Committee for Special Missions
The Committee for Special Missions chose targets for the ANO's more spectacular operations. It had started life as the Military Committee, headed by Naji Abu al-Fawaris, a specialist in car bombs who in 1973 lost an eye and a hand in an accident. It was al-Fawaris who led the operation that killed Heinz Nittel, the head of the Israel-Austria Friendship League, in Vienna in May 1981. In 1982, the committee changed its name to the Committee for Special Missions. It was given to Dr. Ghassan al-Ali, who had been born in the West Bank and educated in England, where he obtained a BA and MA in chemistry. He married a British woman with whom he had twin sons. One of the sons died in April 1990—he was in love with a girl who rejected him, so he shot her, then killed himself. The ANO attributed his death to martyrdom.
The Committee would produce a list of potential targets, and Abu Nidal and al-Ali would go over them. An ANO defector told Seale: "Dr. Ghassan always seemed to favor the most extreme and reckless operations. He used to speak with the greatest admiration of the Khmer Rouge, the IRA, the Red Army Faction. These were the models he held up to us. He detested any form of moderation."
The Intelligence Directorate was formed in 1985, with four subcommittees: the Committee for Special Missions, the Foreign Intelligence Committee, the Counterespionage Committee, and the Lebanon Committee.

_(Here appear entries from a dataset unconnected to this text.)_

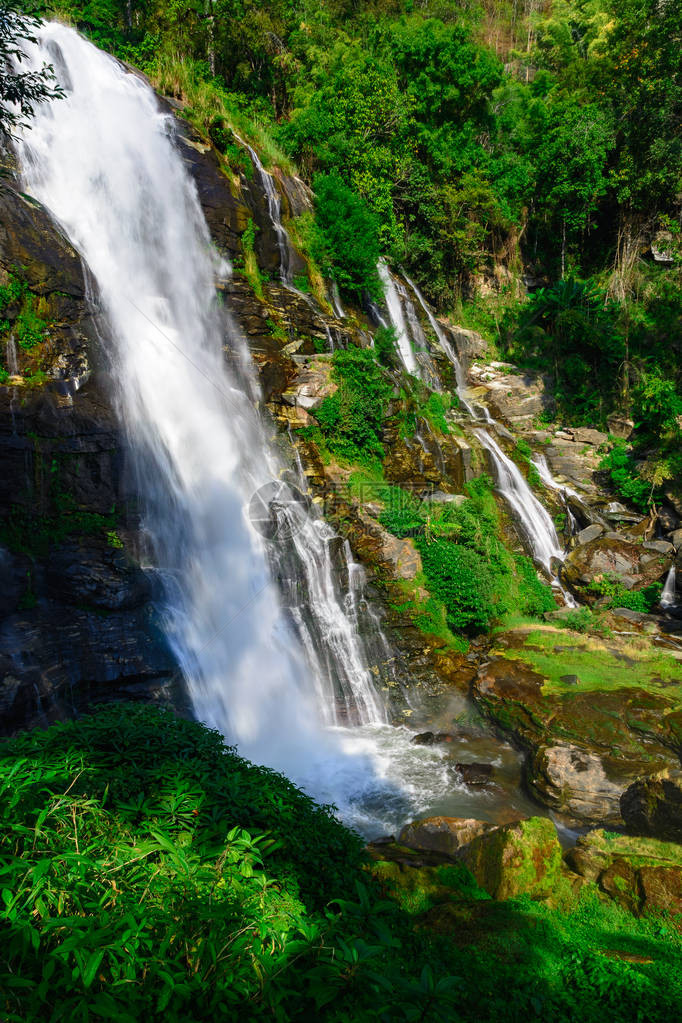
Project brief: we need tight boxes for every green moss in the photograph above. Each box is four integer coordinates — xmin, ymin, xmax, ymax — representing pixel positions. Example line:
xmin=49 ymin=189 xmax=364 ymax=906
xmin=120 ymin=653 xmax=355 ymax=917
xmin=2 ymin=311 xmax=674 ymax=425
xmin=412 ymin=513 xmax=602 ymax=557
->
xmin=495 ymin=626 xmax=682 ymax=708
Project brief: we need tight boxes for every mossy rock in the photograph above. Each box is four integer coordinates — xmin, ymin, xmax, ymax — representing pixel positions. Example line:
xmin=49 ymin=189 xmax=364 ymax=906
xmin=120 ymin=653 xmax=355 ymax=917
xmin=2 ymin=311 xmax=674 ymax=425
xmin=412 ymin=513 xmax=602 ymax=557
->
xmin=621 ymin=771 xmax=682 ymax=842
xmin=566 ymin=829 xmax=682 ymax=926
xmin=458 ymin=817 xmax=563 ymax=899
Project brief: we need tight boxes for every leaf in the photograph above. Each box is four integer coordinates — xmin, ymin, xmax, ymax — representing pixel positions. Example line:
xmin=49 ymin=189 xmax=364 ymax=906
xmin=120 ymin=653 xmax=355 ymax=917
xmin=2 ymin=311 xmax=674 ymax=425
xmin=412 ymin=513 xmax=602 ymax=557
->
xmin=82 ymin=949 xmax=104 ymax=987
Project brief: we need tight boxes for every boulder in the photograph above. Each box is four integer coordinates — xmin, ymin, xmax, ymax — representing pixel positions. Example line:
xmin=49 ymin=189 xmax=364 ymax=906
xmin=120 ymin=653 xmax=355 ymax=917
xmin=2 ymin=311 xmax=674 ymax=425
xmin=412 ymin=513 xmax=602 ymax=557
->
xmin=606 ymin=412 xmax=635 ymax=441
xmin=576 ymin=522 xmax=604 ymax=544
xmin=455 ymin=764 xmax=495 ymax=786
xmin=398 ymin=817 xmax=493 ymax=856
xmin=528 ymin=743 xmax=623 ymax=824
xmin=571 ymin=427 xmax=608 ymax=447
xmin=562 ymin=536 xmax=672 ymax=604
xmin=670 ymin=529 xmax=682 ymax=550
xmin=642 ymin=540 xmax=675 ymax=558
xmin=621 ymin=771 xmax=682 ymax=843
xmin=565 ymin=830 xmax=682 ymax=916
xmin=410 ymin=731 xmax=454 ymax=746
xmin=457 ymin=817 xmax=561 ymax=899
xmin=47 ymin=534 xmax=151 ymax=611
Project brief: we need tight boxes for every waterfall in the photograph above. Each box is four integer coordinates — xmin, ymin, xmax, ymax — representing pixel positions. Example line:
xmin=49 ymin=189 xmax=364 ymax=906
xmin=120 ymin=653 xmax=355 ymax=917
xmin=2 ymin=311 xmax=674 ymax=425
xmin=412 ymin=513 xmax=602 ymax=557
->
xmin=474 ymin=430 xmax=563 ymax=576
xmin=234 ymin=134 xmax=291 ymax=284
xmin=661 ymin=565 xmax=677 ymax=608
xmin=17 ymin=24 xmax=400 ymax=805
xmin=376 ymin=260 xmax=419 ymax=376
xmin=404 ymin=274 xmax=474 ymax=419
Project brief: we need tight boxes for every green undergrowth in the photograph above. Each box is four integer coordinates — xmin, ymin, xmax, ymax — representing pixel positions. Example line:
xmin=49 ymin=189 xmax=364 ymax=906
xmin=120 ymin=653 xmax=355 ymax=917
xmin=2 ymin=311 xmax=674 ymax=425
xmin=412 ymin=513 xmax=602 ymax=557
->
xmin=149 ymin=49 xmax=295 ymax=177
xmin=309 ymin=348 xmax=392 ymax=469
xmin=0 ymin=274 xmax=49 ymax=387
xmin=372 ymin=860 xmax=682 ymax=1023
xmin=496 ymin=626 xmax=682 ymax=707
xmin=380 ymin=477 xmax=555 ymax=632
xmin=398 ymin=382 xmax=457 ymax=439
xmin=0 ymin=705 xmax=682 ymax=1023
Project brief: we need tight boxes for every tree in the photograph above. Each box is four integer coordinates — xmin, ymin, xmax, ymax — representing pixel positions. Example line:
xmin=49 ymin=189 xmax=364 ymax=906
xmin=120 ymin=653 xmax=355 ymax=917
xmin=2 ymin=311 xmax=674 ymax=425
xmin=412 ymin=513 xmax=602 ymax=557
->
xmin=0 ymin=0 xmax=63 ymax=138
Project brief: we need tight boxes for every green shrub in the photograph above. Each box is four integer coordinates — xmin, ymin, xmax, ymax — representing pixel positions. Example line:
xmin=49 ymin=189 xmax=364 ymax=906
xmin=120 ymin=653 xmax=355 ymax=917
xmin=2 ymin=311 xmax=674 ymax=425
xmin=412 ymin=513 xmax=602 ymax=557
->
xmin=0 ymin=705 xmax=431 ymax=1023
xmin=0 ymin=275 xmax=48 ymax=352
xmin=415 ymin=537 xmax=497 ymax=631
xmin=311 ymin=173 xmax=381 ymax=300
xmin=380 ymin=477 xmax=556 ymax=632
xmin=314 ymin=348 xmax=391 ymax=463
xmin=599 ymin=440 xmax=652 ymax=510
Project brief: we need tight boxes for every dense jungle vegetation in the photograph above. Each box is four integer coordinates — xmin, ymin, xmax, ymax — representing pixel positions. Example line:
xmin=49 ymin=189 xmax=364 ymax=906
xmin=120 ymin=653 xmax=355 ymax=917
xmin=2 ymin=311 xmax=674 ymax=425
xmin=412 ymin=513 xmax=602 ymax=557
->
xmin=1 ymin=0 xmax=682 ymax=504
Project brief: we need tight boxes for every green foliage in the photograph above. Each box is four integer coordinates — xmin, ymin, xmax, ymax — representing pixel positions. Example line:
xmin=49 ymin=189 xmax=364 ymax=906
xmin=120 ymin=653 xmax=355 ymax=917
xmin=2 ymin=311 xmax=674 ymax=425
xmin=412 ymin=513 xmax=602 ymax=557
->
xmin=0 ymin=274 xmax=48 ymax=352
xmin=0 ymin=0 xmax=63 ymax=141
xmin=503 ymin=277 xmax=625 ymax=422
xmin=380 ymin=477 xmax=555 ymax=632
xmin=599 ymin=440 xmax=652 ymax=510
xmin=314 ymin=348 xmax=391 ymax=463
xmin=0 ymin=705 xmax=437 ymax=1023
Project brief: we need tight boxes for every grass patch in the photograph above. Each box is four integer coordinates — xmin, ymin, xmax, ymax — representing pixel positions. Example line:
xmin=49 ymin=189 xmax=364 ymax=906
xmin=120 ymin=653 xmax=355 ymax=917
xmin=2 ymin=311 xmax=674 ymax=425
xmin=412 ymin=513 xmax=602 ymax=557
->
xmin=150 ymin=51 xmax=297 ymax=174
xmin=495 ymin=626 xmax=682 ymax=708
xmin=5 ymin=705 xmax=682 ymax=1023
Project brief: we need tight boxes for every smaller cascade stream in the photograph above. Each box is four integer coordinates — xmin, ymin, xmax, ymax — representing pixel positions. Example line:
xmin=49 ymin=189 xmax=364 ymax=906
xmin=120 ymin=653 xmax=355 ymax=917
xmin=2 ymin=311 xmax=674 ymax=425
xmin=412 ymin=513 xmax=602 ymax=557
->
xmin=405 ymin=276 xmax=575 ymax=605
xmin=5 ymin=333 xmax=19 ymax=376
xmin=234 ymin=139 xmax=335 ymax=351
xmin=661 ymin=565 xmax=677 ymax=608
xmin=377 ymin=260 xmax=419 ymax=376
xmin=474 ymin=430 xmax=563 ymax=577
xmin=234 ymin=134 xmax=291 ymax=284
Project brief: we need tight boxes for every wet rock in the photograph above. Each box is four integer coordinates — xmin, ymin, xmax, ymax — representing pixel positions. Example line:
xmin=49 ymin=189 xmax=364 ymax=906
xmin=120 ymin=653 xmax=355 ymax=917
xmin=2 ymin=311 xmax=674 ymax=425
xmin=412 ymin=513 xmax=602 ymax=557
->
xmin=0 ymin=547 xmax=32 ymax=616
xmin=670 ymin=529 xmax=682 ymax=550
xmin=562 ymin=537 xmax=672 ymax=604
xmin=457 ymin=817 xmax=562 ymax=899
xmin=0 ymin=601 xmax=180 ymax=735
xmin=606 ymin=413 xmax=635 ymax=441
xmin=565 ymin=830 xmax=682 ymax=917
xmin=529 ymin=743 xmax=623 ymax=824
xmin=603 ymin=501 xmax=641 ymax=523
xmin=455 ymin=763 xmax=495 ymax=787
xmin=642 ymin=540 xmax=675 ymax=558
xmin=398 ymin=817 xmax=493 ymax=856
xmin=657 ymin=504 xmax=680 ymax=533
xmin=571 ymin=427 xmax=608 ymax=447
xmin=621 ymin=771 xmax=682 ymax=843
xmin=410 ymin=731 xmax=455 ymax=746
xmin=47 ymin=537 xmax=151 ymax=611
xmin=0 ymin=180 xmax=85 ymax=299
xmin=449 ymin=326 xmax=488 ymax=362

Led by Abd al-Rahman Isa, the longest-serving member of the ANO, the directorate maintained 30–40 people overseas who created and guarded the group's arms caches. It trained staff, arranged passports and visas, and reviewed security arrangements at airports and seaports. Members were not allowed to meet at each other's homes, and no one outside the directorate was supposed to know who was a member.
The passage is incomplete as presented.